I’ve said that The Godfather, Part I was one of the best screenplays ever written. The sequel is equal in that regard. Al Pacino again delivers a great performance – even better than in the original because we see his character going through intense emotional upheaval. He definitely carried this film. His loss of the Oscar for Best Actor was a surprise. Robert De Niro is at the height of his talents as the young Vito. Even Diane Keaton (so irritating in the original) is true to her character, even if she says Michael, Michael, Michael again and again and again. Talia Shire is also allowed to expand on her character. In fact, all of the characters are going through so much upheaval that all of the actors are given a great chance to show off their acting chops.
By a nose, I’d give The Godfather, Part II the edge over the original. There are just too many subtleties that make it a better film. If Part II just slightly better than Part I, then Part II is easily one of the greatest films ever made.

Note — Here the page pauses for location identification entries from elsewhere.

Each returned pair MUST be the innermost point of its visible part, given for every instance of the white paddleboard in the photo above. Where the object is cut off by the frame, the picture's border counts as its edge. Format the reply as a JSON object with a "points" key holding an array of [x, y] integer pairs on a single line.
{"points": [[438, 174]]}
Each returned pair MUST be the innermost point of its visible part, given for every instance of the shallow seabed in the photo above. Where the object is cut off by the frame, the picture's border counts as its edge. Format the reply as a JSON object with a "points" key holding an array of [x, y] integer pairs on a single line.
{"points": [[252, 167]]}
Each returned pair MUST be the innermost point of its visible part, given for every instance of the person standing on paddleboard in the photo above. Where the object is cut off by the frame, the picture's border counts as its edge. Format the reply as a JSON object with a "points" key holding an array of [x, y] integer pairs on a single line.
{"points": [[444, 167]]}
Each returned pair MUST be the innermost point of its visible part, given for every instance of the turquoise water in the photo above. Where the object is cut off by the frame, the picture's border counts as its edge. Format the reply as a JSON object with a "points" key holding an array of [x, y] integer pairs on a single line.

When a screenplay is written as well as this one is, you instantly get the feeling that the events that are transpiring on the screen actually happened. Of course, they did not, but that is what happens – you get lost in the story so much and it is told so well that during the film, it’s as if you are witnessing a real crime family’s life story. There are very few films that have this aura about them. What is equally fascinating is that the story is not overly complicated – it flows so naturally and so easily that you become engrossed in the film without realizing it. That is not to say that The Godfather, Part I is a simplistic film – far from it. It’s the storytelling that is the star of the film. The only other film that has this same magic is the greatest of them all, Citizen Kane.
It is perhaps only fitting that The Godfather, Part I and Citizen Kane regularly top the list of any reputable Greatest Films of All-Time list. They are two of the greatest screenplays ever written. It is also no coincidence that they are written in a biographical style with a central character larger than life and his trials and tribulations as the main backdrop of the film. As books, biographies (and autobiographies) are often really good reads. As films, they work sometimes, but often do not. The trick is to craft a screenplay with carefully placed plot points that may seem small, but are really the backbones of the film.

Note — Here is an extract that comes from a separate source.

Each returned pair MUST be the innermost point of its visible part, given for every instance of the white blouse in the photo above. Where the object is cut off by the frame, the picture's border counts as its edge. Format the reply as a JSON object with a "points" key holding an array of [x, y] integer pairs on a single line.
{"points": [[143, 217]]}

When you have scenes from a film parodied to death decades after the film was released, you know that you have created something special. Whether it is Marlon Brando’s performance, the scene in the Italian restaurant, the scene at the toll booth or the scene in the tomato garden, these scenes are parodied because they are so well put together.
Brando, Al Pacino, James Caan and all the actors who played the mafia families were brilliant. Of course, they had great material to work with.
Along with Clockwise, this is John Cleese’s greatest film achievement. This film had Cleese’s trademark dark humour in every corner and in every scene. Even the slightest jab or dialogue was a major laugh (“Oh, do shut up Portia!”). In that same scene when Kevin Kline’s character Otto fumbles with a made-up name (Mr. Manfredjinsinjin), Maria Aitken’s character Wendy repeats it as a straight line and it’s simply brilliant. Things like this hide in every nook and cranny of A Fish Called Wanda so much that if you don’t pay attention, you’ll miss some of the great lines and dark humour.
John Cleese took a chance with him playing the straight man, unlike his other over-the-top bizarre characters he has played throughout his career. This job falls to Kevin Kline who delivers one of the funniest supporting characters in film history. He rightly won the Oscar for Best Supporting Actor. In fact, all of the actors had great material to work with – assembled from the minds of Cleese and director Charles Crichton. You simply couldn’t go wrong with a script that brilliant.
A Fish Called Wanda is one of the greatest comedies of all-time and it stands apart in modern film as an example of great comedy that often can’t be repeated or modelled after because the original script was so strong. It is one of those unique screenplays in that the characters act individually, but come together collectively in the end. It is during their individual pursuits that their characters and the humour really shines. A prime example of this is Michael Palin’s character Ken inadvertently killing the dogs of his target instead of the target. The scenario is warped, but it is so cleverly written that you end up being drawn into the humour of Ken’s grief.